This provider layer is where AxiOwl stays honest about support. If a provider name does not match a known edge, delivery fails with an unknown-provider result. If a create or rename edge is not implemented, the result says so. The security docs reinforce the same operating principle: selected provider integrations only, clear logs, loud failure when patch/config/install steps cannot be completed, and receipts that distinguish AxiOwl handoff from provider delivery proof.

What Happens During A Send

A send request enters through the CLI or MCP surface:

axiowl send --to <agent> --body <message> [--from <agent>] [--from-node <node>]
axiowl send --to <agent> --stdin [--from <agent>] [--from-node <node>]

Inside the message pipeline, AxiOwl first records that the request entered the pipeline. That receipt boundary is explicit: acceptance by AxiOwl does not automatically mean provider delivery, provider wake-up, or a provider reply.

Next, AxiOwl validates that the target and body are present. It resolves the sender identity from the explicit --from value and the registry. If the sender looks like a raw session identifier and cannot be resolved to a registered display name, AxiOwl can run targeted sender discovery once, then fails loudly if it still cannot resolve the identity.

Then AxiOwl resolves the target. It searches the agent registry by display name, alias, or session-like identifier. If the target is missing, the pipeline runs targeted discovery once through the configured discovery functions and merges proven rows into the registry. If the target is still missing, evidence-only, or known but not sendable, the send is rejected with a concrete error.

Only after that does AxiOwl build the provider request. The request includes the target record, resolved sender, final visible body, run ID, message ID, requested delivery method, and strictness. A delivery worker then hands the request to the provider edge.

Why The Split Helps Operators

The practical value is that troubleshooting becomes structured.

If the name is wrong, check the agent registry and aliases. If the machine is wrong, check the node registry and SSH verification. If the session is right but delivery fails, check the provider edge and delivery logs. If a message only reached AxiOwl but not the provider, the receipt should say that instead of pretending the route succeeded.

The same split also makes discovery safer. Discovery can find possible sessions, but AxiOwl still distinguishes evidence from sendable enrollment. It can update an existing manual row without blindly replacing a trusted name. It can preserve old display names as aliases when a provider title changes.
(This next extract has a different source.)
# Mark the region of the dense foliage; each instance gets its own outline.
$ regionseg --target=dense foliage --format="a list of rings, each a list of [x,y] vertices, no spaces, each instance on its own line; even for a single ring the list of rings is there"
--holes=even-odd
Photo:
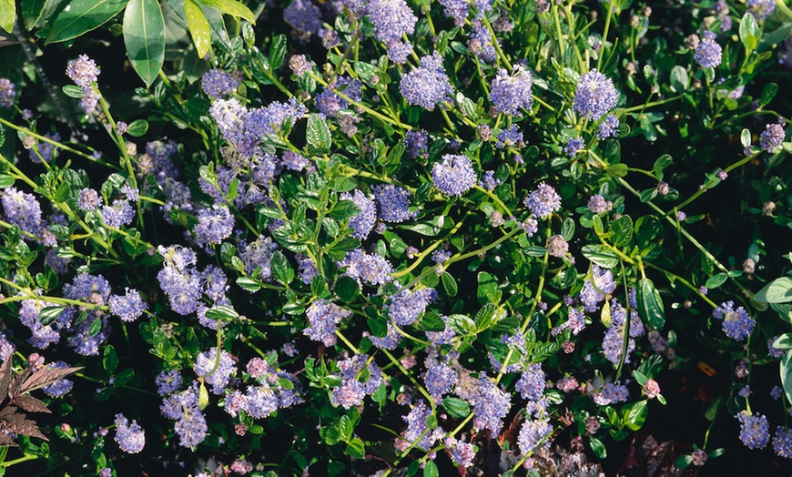
[[[244,4],[0,2],[0,474],[788,473],[784,0]]]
It can keep remote routing explicit instead of hiding a local provider failure behind an unexpected SSH hop.

A Small Vocabulary For A Real Routing System

In AxiOwl, "agent" does not mean a vague AI persona. It means an addressable session row with a provider session ID, aliases, and sendability state. "Node" does not mean an abstract cluster member. It means a registered machine with host, SSH user, key path, and verification state. "Provider" does not mean a model brand alone. It means the delivery adapter AxiOwl must use for a given target.

That vocabulary is what lets AxiOwl route messages across local and remote assistant surfaces while still leaving an audit trail. The result is a system that can say where a target lives, how it should be reached, whether it is currently sendable, and exactly where a delivery attempt stopped.